One of the APWLD delegation, Marina Pervin, from Bangladesh was to read the closing statement for the Women and Gender constituency. With the delayed negotiations she was unable to do. Below is the text she was supposed to read (a shorter version was presented on her behalf by one of the members of the constituency remaining).

I am from Bangladesh — a country where up to 20 million people may be displaced by climate change by 2020, before the agreement you are negotiating even comes into effect. In a country with deep levels of poverty and extreme vulnerability to climate change, the Indigenous Mundas women I work with are most affected. They no longer have any soil to plant crops, they face daily threats to their livelihood and safety. Floods, salinity, droughts and typhoons now make the daily struggle to survive even harder for some of the most marginalised women in the world.

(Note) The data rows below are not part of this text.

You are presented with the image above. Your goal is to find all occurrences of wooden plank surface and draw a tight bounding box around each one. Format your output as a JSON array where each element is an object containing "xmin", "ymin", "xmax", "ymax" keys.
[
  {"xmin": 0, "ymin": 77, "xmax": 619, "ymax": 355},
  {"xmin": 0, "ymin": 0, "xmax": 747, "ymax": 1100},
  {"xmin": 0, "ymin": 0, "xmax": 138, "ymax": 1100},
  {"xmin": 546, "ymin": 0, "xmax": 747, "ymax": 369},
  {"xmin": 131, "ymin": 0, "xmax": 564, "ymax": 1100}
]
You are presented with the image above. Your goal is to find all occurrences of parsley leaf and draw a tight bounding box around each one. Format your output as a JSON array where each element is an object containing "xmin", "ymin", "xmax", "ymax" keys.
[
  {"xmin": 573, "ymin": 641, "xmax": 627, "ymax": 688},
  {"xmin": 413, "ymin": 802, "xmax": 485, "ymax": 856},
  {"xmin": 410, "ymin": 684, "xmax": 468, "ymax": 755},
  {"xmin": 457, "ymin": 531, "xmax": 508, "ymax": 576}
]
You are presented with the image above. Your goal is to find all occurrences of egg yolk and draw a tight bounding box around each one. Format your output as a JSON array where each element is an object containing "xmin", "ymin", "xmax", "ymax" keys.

The agreement you have been negotiating should be for them. The agreement you adopt in Paris should be one that guarantees the Mundas women and the millions of at-risk women around the world the right to imagine a future. But in the past two weeks I have been deeply horrified to instead see governments negotiating away women’s futures, women’s rights and the security of our planet.

We came to this meeting seeking two major outcomes.

  1. a commitment to an effective, equitable and just new agreement that is binding, ambitious and commits to immediate, transformative action, both in regards to mitigation and adaptation and all means of implementation.
  2. A commitment to an agreement founded on the respect for human rights and gender equality, including the rights of future generations.

Neither of these two demands has been advanced here. It horrifies me that I will have to go back to Bangladesh and tell our communities that wealthy governments sat here negotiating which lands will be lost, which communities displaced, which cultures destroyed and which peoples lives are worthless and expendable.

Perhaps it is not shocking that wealthy countries traded our lives for profits. But it shocked me that even gender equality was traded away during these negotiations. Twenty years ago governments promised to take action to uphold women’s environmental rights and decision making through the Beijing Platform for Action. Yet in these negotiations it was not possible to even ensure ‘gender equality’ is guaranteed let alone women’s rights.

There can be no gender equality on a dead planet. Nor can we achieve a sustainable, just and livable planet without gender equality.

This was a devastating meeting for me and for millions of women. But it is not too late. In the next twelve months we must shape a new future and design new economies and new societies. Those economies must redistribute wealth, power, resources and opportunities as well as carbon in ways that allow Mundas women to imagine a future for their children. This is what the majority of people on this planet want. You have one year to show the people of this planet that democracy still exists and that the Mundas women are not expendable.

The irrefutable data presented during the climate negotiations clearly demonstrates that time is running out. At the current rate of emissions growth we are likely to reach the tipping point of 450ppm by 2030. This will result in irreversible climate catastrophe. Despite the overwhelming evidence, governments continue to protect the interests of large corporations and a tiny minority who are able to profit from climate change. If we retain any hope in governments and intergovernmental space we now have one year to mobilise, to lobby governments and to demand a future where no lives are expendable.